Below, I list more serious reasons for the ending of the short-lived diplomatic relations in 1868:
  • Conversion of Pius IX: It is widely known that Giovanni Maria Mastai-Ferretti was liberal prior to being elected Pope and that these sad inclinations accompanied him into the early years of his papacy. But, with his correspondence to divine grace and increasing confrontations with Freemasonry, Pius IX eventually became the great man admired today by faithful Catholics. I believe the conversion of Pius IX and the attacks of Masonry are major causes of the end of diplomatic relations between the U.S. and the Holy See.

  • American Civil War: From 1861 to 1865, America was in a bloody Civil War and, during this conflict, Pope Pius IX was, to my knowledge, the only Head of State in the world who recognized the Southern Confederacy. In a letter responding to Jefferson Davis, Pius IX addressed the Confederate President as “Honorable President of the Confederate States of America” and included an autographed picture. In the meantime, Karl Marx and Fredrick Engels sent letters of support to Lincoln in the North.

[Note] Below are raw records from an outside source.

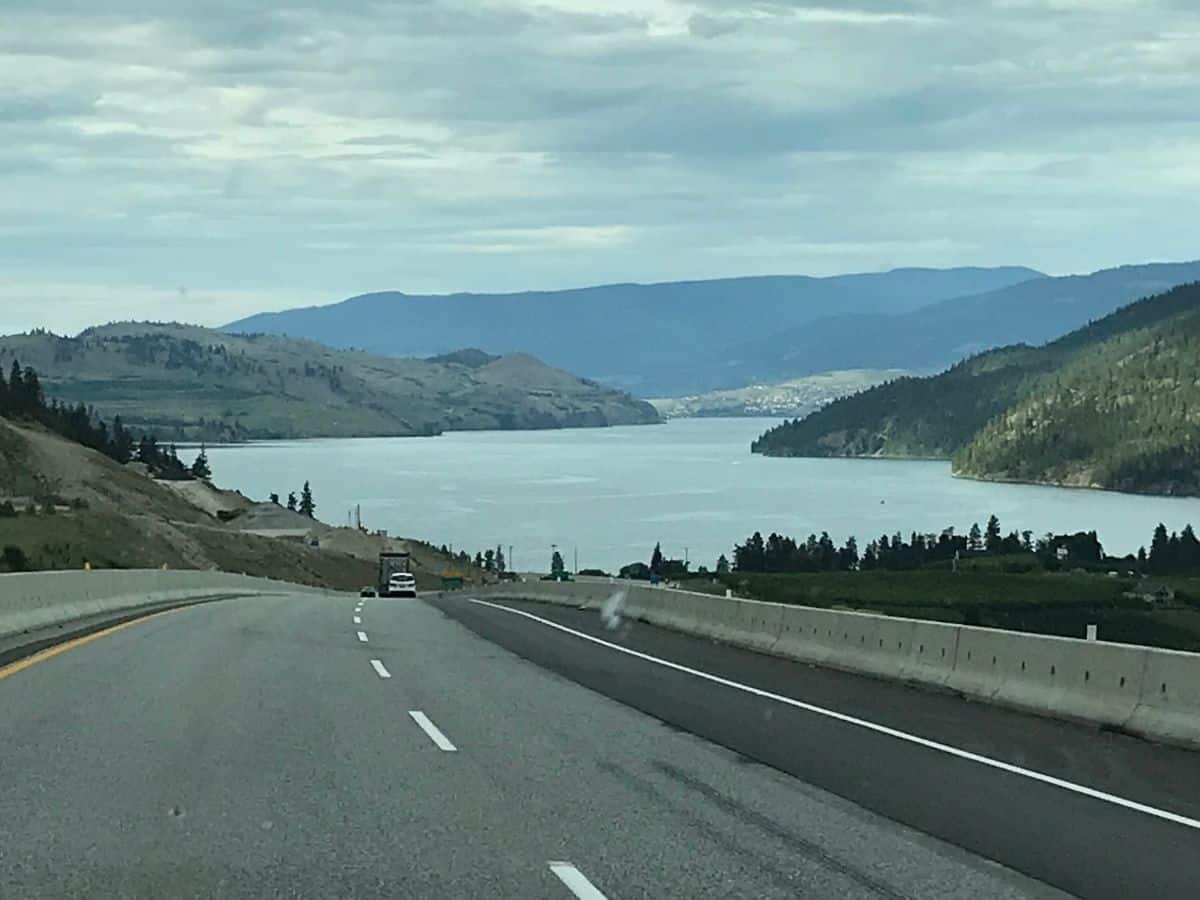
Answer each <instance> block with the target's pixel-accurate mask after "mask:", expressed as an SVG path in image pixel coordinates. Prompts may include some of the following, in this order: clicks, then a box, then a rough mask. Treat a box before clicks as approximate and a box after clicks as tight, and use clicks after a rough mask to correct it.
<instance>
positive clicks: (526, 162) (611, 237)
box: [0, 0, 1200, 334]
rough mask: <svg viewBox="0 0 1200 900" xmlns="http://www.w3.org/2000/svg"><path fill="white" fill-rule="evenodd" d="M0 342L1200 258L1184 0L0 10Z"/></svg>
mask: <svg viewBox="0 0 1200 900" xmlns="http://www.w3.org/2000/svg"><path fill="white" fill-rule="evenodd" d="M0 22H2V23H4V26H2V28H0V198H2V199H0V274H2V277H0V332H12V331H24V330H28V329H30V328H35V326H36V328H50V329H53V330H55V331H58V332H60V334H73V332H76V331H78V330H80V329H83V328H85V326H88V325H92V324H98V323H104V322H109V320H116V319H128V318H136V319H156V320H167V319H178V320H186V322H193V323H199V324H205V325H215V324H222V323H226V322H229V320H233V319H235V318H239V317H242V316H247V314H251V313H254V312H260V311H265V310H280V308H287V307H293V306H306V305H313V304H325V302H334V301H337V300H341V299H344V298H347V296H350V295H354V294H359V293H364V292H368V290H406V292H413V293H443V292H455V290H486V292H492V290H518V289H528V288H541V289H551V288H564V287H576V286H582V284H592V283H605V282H616V281H670V280H677V278H706V277H718V276H727V275H754V274H810V275H829V274H836V272H847V271H875V270H883V269H889V268H894V266H899V265H931V266H948V265H964V264H971V265H992V264H1024V265H1031V266H1034V268H1038V269H1042V270H1043V271H1049V272H1056V274H1057V272H1074V271H1091V270H1094V269H1100V268H1105V266H1109V265H1117V264H1121V263H1141V262H1151V260H1180V259H1193V258H1196V257H1200V241H1198V240H1196V238H1198V235H1200V228H1198V226H1196V220H1195V198H1196V197H1198V196H1200V103H1198V101H1196V97H1200V2H1195V0H1141V1H1135V0H944V1H943V0H826V1H824V2H804V1H803V0H774V1H770V0H766V1H763V2H742V0H689V1H683V0H679V1H676V0H538V1H526V0H494V1H492V0H394V1H376V0H338V1H337V2H325V1H324V0H310V1H308V2H289V1H288V0H283V1H282V2H263V1H262V0H192V1H191V2H186V4H185V2H179V0H106V1H104V2H95V1H94V0H37V2H34V4H29V2H18V1H17V0H0Z"/></svg>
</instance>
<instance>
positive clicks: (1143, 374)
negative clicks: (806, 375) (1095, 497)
mask: <svg viewBox="0 0 1200 900" xmlns="http://www.w3.org/2000/svg"><path fill="white" fill-rule="evenodd" d="M1198 370H1200V284H1187V286H1183V287H1180V288H1175V289H1172V290H1170V292H1168V293H1165V294H1162V295H1158V296H1154V298H1150V299H1146V300H1141V301H1139V302H1136V304H1133V305H1130V306H1128V307H1126V308H1123V310H1120V311H1117V312H1116V313H1114V314H1111V316H1108V317H1105V318H1104V319H1100V320H1099V322H1096V323H1093V324H1091V325H1088V326H1087V328H1084V329H1080V330H1079V331H1075V332H1072V334H1070V335H1067V336H1066V337H1063V338H1061V340H1058V341H1055V342H1052V343H1049V344H1046V346H1044V347H1038V348H1031V347H1022V346H1016V347H1008V348H1003V349H1000V350H995V352H991V353H986V354H982V355H979V356H976V358H972V359H968V360H965V361H964V362H960V364H959V365H956V366H954V367H952V368H950V370H948V371H946V372H943V373H942V374H938V376H935V377H931V378H901V379H898V380H895V382H890V383H888V384H886V385H881V386H878V388H875V389H871V390H868V391H864V392H862V394H858V395H854V396H852V397H847V398H844V400H840V401H835V402H834V403H832V404H829V406H828V407H826V408H824V409H822V410H820V412H817V413H814V414H812V415H810V416H808V418H806V419H803V420H799V421H793V422H786V424H784V425H781V426H779V427H776V428H773V430H772V431H769V432H767V433H766V434H763V436H762V437H761V438H760V439H758V440H757V442H755V444H754V448H752V449H754V450H755V452H762V454H767V455H772V456H932V457H953V458H954V464H955V472H956V473H958V474H962V475H968V476H973V478H985V479H1000V480H1021V481H1039V482H1048V484H1063V485H1087V486H1096V487H1108V488H1114V490H1122V491H1144V492H1152V493H1177V494H1196V493H1200V378H1198Z"/></svg>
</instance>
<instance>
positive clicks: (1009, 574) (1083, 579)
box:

Such a situation, followed by the victory of Lincoln and the brutal “reconstruction” of the South, would also contribute to ending diplomatic relations by 1868.

  • garibaldi rome

    Garibaldi's troops attacking Rome

  • Garibaldi and the invasion of the Papal States: Shortly before 1868 (October 1867), there was a failed attempt by the Masonic forces of Garibaldi to take Rome and the Papal States and revolutions fomented inside Rome were unsuccessful. With the help of known Mason Otto von Bismarck, Chancellor of the Prussian Empire, Garibaldi eventually succeed in taking Rome in 1870. This is another reason why diplomatic relations ended in 1868 and all relations ended in 1870.

  • The declaration of Papal Infallibility: The last straw for Masonry was the declaration of papal infallibility, as Prof. Plinio Correa de Oliveira explains in his article, The Grandeur of Pius IX in the Fight for the Papal States. Bismarck of Prussia warned Pius IX not to declare that dogma during the First Vatican Council. Should he do so, Prussia would declare war on France, and France would be forced to recall its troops protecting the Papal States, thus leaving the Pope vulnerable to the advances of Garibaldi.

    Historically, that is exactly what happened. On July 18, 1870, the dogma of Papal Infallibility was declared; the day after, on July 19, 1870, Bismarck declared the Franco-Prussian war and Napoleon III recalled to France his troops that were defending Rome. On September 11 of that same year, the forces of Garibaldi advanced toward the city of Rome. They entered Rome on September 20 and annexed it to the Masonic Kingdom of Italy. One month later, on October 20, Pius IX suspended Vatican Council I, to be continued at a later date. By June 1871, the capital of the Kingdom of Italy was officially moved from Florence to Rome.
Final proposition

Today we know that the Freemasonry is quite pleased with the Conciliar Popes. The Masons themselves have signified it many times either by public declarations or symbolic gestures in support of these Popes. It is understandable, therefore, that our country, being a strong adept of Freemason ideals, would establish diplomatic relations with them.

So, the same logic leads me to suppose that in the first part of his pontificate Pius IX raised analogous sympathies from our governors. This would explain why the U.S. had diplomatic relations with the Vatican at that time.

If Vatican II opened the windows of the Church to the world, what was opened to the world with the election of Pius IX to the papacy? It seems to me that everything speaks in favor of some opening existing, which attracted forces that are opposed to the Catholic Church. Was it because Freemasonry saw Pius IX as one of their own? Or were his early liberal positions sufficient to increase those liaisons with anti-Catholic forces?

I believe that it is safe to say that Masonry clearly saw a great asset in the elevation of Card. Mastai-Ferretti to the Papacy. But, fortunately, their cause for celebration was short-lived with the gradual but profound conversion of Pius IX into one of the greatest Popes of modern times.